Scale scores were formed by summing items for participants with at least 80% of items present on each scale. We first assessed the factor structure of the ten peer communication items using principal axis factoring. Both direct oblimin and promax rotations were examined to provide converging evidence on the number of factors to be extracted. An increasing number of factors were extracted. Patterns of factor loadings and scree plots were examined to determine the number of factors to retain; the decision criteria were based on simple structure and interpretability.

Next, we used pearson product moment correlations to assess interrelationships among communication variables, measures of consumption and other validation measures. We evaluated the association of gender with the communication variables using t-tests.

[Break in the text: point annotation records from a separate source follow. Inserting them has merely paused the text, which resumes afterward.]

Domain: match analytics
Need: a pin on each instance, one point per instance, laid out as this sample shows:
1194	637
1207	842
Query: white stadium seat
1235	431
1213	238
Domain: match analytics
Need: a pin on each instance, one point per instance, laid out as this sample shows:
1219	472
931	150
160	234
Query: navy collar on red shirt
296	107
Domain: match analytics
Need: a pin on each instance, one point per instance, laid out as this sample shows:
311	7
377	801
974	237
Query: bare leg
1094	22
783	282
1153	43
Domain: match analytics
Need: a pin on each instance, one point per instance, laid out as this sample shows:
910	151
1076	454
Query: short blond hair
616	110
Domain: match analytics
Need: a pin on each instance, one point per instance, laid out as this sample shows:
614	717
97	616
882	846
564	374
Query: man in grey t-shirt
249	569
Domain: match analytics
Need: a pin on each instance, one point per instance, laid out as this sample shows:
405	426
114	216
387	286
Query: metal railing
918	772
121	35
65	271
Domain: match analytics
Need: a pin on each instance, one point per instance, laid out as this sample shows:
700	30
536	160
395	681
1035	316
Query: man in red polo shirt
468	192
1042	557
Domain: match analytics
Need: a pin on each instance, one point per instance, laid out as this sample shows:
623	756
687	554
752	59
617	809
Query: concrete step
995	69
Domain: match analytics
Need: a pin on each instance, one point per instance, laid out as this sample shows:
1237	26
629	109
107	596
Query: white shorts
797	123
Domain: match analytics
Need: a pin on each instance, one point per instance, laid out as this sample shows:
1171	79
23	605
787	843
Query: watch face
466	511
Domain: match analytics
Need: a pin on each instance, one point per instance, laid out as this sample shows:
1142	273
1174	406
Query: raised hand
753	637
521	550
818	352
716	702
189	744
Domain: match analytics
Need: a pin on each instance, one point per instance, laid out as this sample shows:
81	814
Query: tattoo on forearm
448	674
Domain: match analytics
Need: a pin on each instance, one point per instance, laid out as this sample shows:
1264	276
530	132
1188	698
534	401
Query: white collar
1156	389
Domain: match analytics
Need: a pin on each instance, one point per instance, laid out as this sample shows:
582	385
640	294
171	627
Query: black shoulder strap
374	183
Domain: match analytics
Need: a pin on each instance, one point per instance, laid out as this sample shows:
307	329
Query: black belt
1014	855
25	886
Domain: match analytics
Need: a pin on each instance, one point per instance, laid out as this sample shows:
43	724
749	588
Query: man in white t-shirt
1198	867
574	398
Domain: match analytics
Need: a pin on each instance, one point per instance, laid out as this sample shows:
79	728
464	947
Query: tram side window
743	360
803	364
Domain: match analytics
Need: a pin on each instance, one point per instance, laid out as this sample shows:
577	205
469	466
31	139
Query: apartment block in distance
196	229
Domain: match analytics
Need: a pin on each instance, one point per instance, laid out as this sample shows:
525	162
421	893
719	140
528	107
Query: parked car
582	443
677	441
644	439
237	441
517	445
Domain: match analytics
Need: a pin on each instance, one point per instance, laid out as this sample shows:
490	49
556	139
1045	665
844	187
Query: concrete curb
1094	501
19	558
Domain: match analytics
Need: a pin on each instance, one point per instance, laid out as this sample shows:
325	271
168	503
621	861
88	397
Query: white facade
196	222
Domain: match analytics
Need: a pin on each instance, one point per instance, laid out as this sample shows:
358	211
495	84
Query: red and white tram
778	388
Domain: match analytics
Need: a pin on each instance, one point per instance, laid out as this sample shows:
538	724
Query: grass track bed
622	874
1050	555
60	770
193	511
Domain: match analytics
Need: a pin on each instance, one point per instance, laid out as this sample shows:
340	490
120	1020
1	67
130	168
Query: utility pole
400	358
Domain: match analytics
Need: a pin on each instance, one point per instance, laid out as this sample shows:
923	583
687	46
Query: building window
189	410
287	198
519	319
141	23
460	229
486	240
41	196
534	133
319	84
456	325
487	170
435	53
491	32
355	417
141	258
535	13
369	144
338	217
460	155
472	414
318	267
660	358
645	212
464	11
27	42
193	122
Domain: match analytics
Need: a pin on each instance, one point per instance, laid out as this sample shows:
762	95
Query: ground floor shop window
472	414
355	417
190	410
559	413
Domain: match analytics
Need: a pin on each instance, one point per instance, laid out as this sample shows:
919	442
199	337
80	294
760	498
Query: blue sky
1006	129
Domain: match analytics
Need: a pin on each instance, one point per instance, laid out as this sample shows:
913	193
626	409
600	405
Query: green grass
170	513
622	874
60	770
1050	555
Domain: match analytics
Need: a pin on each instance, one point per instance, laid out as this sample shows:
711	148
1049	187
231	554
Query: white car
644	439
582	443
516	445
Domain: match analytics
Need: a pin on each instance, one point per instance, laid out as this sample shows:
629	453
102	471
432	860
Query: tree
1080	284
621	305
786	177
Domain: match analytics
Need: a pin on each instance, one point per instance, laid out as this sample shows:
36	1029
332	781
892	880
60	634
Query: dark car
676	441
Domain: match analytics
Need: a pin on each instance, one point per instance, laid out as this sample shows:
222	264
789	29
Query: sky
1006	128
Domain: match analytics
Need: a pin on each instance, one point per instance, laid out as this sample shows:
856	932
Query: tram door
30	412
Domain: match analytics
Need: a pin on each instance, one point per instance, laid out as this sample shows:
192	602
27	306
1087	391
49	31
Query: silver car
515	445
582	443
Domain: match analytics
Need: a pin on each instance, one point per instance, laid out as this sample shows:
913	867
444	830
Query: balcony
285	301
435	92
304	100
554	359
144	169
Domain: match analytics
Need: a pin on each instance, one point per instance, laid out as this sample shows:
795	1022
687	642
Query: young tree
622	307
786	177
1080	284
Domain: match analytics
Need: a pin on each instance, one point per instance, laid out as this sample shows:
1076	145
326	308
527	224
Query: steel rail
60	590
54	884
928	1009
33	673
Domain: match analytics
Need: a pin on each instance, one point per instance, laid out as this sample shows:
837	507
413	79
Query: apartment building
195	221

To address the third aim, we used hierarchical multiple regression to examine whether the retained dimensions of communication (a) predicted drinks per week independent of perceived drinking of close friends of the same gender, and (b) moderated the relationship between those descriptive norms and typical drinks per week. Main effects and interactions involving all communication variables were included in a single model. The communication variables and descriptive norms were centered at the sample mean before forming interactions. Simple slopes were probed at different levels of communication by re-centering the communication variables to 1 standard deviation above and below the mean (Aiken & West, 1991).

Results

Sample Characteristics

On average, participants were 19.25 years old (SD=1.11). The sample was predominantly male (75%) and white (82%). Most students were in their freshman (31%) or sophomore year of college (39%). Participants drank an average of 12.71 drinks per week (SD = 8.88); for males the mean was 14 (SD = 9.13) and for females the mean was 8.91 (SD = 6.8). Males perceived that their close friends drank an average of 20.3 (SD = 10.2) drinks per week and females estimated their friends drank 12.0 drinks per week (SD = 6.3). Average peak BAC was 0.16 (SD = 0.10). The mean AUDIT score was 11.02 (SD = 5.14; range 1 – 33); 73% met or exceeded the standard cut-off score of 8 for hazardous drinking (Allen et al., 1997). The average number of problems on the BYAACQ experienced in the last month was 5.44 (SD = 4.25) out of 24.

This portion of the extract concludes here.